Das könnte sich 172 Jahre nach Comtes folgenreicher Begriffsschöpfung dank eines österreichischen Forscherteams ändern: Die Physiker und Mathematiker Michael Szell, Renaud Lambiotte und Stefan Thurner haben erstmals alle Prozesse einer menschlichen Gesellschaft mit über 300.000 Individuen mit naturwissenschaftlicher Präzision vermessen.

Einer richtigen menschlichen Gesellschaft? Fast. Die drei Forscher - zwei von ihnen arbeiten am Institut für Wissenschaft komplexer Systeme an der MedUni Wien - sammelten vier Jahre hinweg Daten aus dem von Szell mitentwickelten Onlinespiel "Pardus", bei dem die Teilnehmer ein alternatives "Second Life" in einer Science-Fiction-Umgebung ausleben können.

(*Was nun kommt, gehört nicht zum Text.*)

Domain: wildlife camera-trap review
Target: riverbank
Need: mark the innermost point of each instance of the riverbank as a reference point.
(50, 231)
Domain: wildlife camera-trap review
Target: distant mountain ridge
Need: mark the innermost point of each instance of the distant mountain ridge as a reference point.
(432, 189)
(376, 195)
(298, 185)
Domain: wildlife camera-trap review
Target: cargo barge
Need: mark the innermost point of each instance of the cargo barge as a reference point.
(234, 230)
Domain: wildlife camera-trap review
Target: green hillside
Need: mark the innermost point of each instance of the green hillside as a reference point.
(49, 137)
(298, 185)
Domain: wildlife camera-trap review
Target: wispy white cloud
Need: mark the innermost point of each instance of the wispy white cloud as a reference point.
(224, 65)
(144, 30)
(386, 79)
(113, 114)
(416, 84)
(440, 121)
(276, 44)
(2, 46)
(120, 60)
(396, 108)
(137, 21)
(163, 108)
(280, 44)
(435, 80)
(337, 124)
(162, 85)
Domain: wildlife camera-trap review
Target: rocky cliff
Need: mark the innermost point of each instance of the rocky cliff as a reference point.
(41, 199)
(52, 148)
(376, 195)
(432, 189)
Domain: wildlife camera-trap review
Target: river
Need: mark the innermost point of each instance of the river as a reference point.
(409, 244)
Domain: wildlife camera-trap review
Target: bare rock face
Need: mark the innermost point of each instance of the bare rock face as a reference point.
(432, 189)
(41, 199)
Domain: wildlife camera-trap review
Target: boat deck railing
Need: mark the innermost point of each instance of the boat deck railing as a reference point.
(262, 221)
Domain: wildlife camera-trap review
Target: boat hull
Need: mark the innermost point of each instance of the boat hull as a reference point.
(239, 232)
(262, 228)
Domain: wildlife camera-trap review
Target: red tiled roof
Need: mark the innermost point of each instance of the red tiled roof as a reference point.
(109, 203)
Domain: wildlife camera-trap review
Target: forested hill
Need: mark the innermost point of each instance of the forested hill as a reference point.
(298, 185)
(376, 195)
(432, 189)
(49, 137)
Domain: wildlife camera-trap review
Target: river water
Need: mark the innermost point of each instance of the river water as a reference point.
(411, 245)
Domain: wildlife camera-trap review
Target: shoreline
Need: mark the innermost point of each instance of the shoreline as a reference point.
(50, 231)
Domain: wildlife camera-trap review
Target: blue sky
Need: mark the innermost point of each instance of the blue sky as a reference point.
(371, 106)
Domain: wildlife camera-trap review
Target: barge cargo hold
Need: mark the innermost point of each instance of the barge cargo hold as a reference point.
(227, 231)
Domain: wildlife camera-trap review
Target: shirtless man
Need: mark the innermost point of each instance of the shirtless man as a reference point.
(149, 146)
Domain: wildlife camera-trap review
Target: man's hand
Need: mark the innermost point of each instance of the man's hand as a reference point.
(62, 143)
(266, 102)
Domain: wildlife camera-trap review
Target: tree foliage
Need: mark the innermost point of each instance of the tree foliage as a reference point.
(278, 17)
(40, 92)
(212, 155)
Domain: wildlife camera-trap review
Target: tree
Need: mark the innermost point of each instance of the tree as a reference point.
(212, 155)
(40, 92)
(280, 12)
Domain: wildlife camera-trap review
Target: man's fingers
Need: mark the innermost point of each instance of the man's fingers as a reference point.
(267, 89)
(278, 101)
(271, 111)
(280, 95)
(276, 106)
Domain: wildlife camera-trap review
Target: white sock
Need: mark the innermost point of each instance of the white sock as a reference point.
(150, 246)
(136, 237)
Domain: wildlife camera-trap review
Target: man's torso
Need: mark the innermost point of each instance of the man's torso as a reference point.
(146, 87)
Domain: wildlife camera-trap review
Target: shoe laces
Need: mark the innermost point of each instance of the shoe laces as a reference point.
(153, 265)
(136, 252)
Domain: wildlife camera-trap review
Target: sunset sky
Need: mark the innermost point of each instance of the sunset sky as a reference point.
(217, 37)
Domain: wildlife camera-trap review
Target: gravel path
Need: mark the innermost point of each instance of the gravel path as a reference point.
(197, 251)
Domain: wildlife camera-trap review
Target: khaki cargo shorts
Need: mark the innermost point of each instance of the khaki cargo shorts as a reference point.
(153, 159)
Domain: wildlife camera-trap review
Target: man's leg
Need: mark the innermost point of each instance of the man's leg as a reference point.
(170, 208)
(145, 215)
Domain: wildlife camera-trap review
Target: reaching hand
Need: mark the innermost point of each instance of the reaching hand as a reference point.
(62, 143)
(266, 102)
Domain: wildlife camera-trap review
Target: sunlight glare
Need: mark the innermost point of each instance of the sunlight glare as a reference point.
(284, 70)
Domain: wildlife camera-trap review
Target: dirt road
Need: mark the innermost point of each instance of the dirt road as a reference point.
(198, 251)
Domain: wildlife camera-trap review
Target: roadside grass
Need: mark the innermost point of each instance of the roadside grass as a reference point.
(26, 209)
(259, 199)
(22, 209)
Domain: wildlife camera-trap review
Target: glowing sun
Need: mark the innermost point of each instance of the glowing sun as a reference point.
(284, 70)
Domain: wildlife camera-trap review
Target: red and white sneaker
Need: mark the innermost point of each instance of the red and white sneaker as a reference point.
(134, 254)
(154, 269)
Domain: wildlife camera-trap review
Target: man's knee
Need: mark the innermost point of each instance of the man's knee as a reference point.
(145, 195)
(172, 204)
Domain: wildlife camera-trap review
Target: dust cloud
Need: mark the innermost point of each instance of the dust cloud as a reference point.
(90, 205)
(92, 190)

Eher "zufällig" haben die beiden Pardus-Betreiber sämtliche anonymisierten Daten aufgezeichnet, die praktisch jede soziale, wirtschaftliche oder politische Handlung jedes einzelnen Spielers umfassen. Diese Datenbank stellt nun so etwas wie eine wissenschaftliche "Goldgrube für Jahre dar" , sagt Szell, der darüber unter anderem seine Dissertation schreibt.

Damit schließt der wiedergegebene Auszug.